The average patient doesn’t exist
It took 13 years to decode the human genome and cost $ 3 billion. It was to medicine what the landing of a man on the moon was to astronautics. A gene is like an instruction that determines the appearance of our body. Genetic differences between people and mutations in genes mean that any disease can have as many faces as people suffering from it. The current approach to treatment based on averaged results of clinical trials used to create one principle of treatment turned out to be ineffective, because genetic studies showed that the so-called the average patient does not exist. Hence the concept of personalized medicine, i.e. the right treatment for the right patient at the right time. This saves patients from discomfort undergoing aggressive, but ineffective therapies. It also reduces expenses and contributes to a more efficient health service.

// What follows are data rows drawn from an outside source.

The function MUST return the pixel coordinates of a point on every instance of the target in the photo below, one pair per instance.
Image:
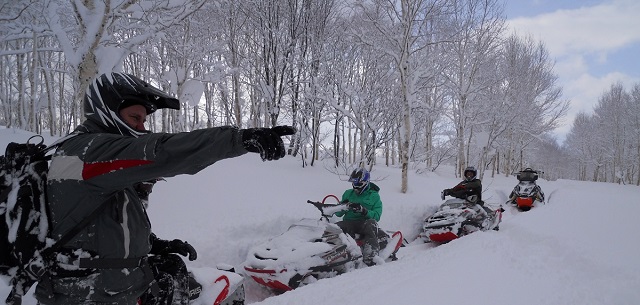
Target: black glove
(445, 192)
(358, 208)
(161, 246)
(266, 141)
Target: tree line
(408, 83)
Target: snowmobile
(215, 286)
(313, 249)
(458, 217)
(527, 193)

Personalized cancer diagnosis
In Poland, every fourth person will develop cancer because they were born with a genetic burden. The family cancer risk is linked to changes in around 60 genes. – We are able to test them all in one analysis. It takes no more than 4 weeks. Based on the results, diagnostics and treatment can be adapted to a specific patient, says Dr. Anna Wójcicka from the Department of Genomic Medicine, Medical University of Warsaw. As much as 82 percent. cancer of the colon has a genetic burden. Knowing about it allows you to implement scheduled diagnostics. Thanks to this, polyps that could develop into a neoplastic lesion can be detected and excised early. Likewise with breast cancer. The risk of falling ill is 13 percent. population, but 80 percent. of them are genetically burdened. Interestingly, the presence of mutations in the BRCA1 and BRCA2 genes, although it increases the risk of breast cancer, also reduces the mortality rate in ovarian cancer. However, mutations not only in the BRCA1 and BRACA2 genes are responsible for the development of breast and ovarian tumors.
Tailored treatment
Molecular diagnosis of cancer is an element of personalized medicine. It is she who makes it possible to use the therapy that will be most effective for a given patient. – The rules of targeting in pharmacotherapy are almost the same as in shooting. We will only hit when the weapon is aimed with the greatest accuracy – explains Prof. Dariusz Kowalski from the Department of Tumors of the Chest and Lungs of the Oncology Center in Warsaw. A spectacular advance in the field of breast cancer treatment was the introduction of a drug for patients with overexpression of the HER2 protein. Also, personalized melanoma therapy brings tangible results. – 60 to 70 percent respond to such treatment. patients, while 6% undergoing chemotherapy. – emphasizes Dr. Ewa Kalinka-Warzocha from the Woj. Szpital Specjalistyczny im. M. Kopernika in Łódź. Thanks to molecularly targeted therapies, it was possible to extend the life of palliative patients with lung cancer by up to five times.
Even more genetics
In order to provide Polish patients with wider access to the successes of personalized medicine, it is first of all necessary to improve genetic and molecular diagnostics. There are too few genetic clinics in Poland. There are about 80 clinical geneticists, and the NHF’s evaluation of their services is so low that it is difficult to expect that there will be more of them. It is also important that the NHF budget includes money for molecular tests on cancer patients, because they decide on the use of an expensive drug. It is also necessary to improve the availability of molecularly targeted therapies. In Poland, new drugs of this type reach reimbursement too late.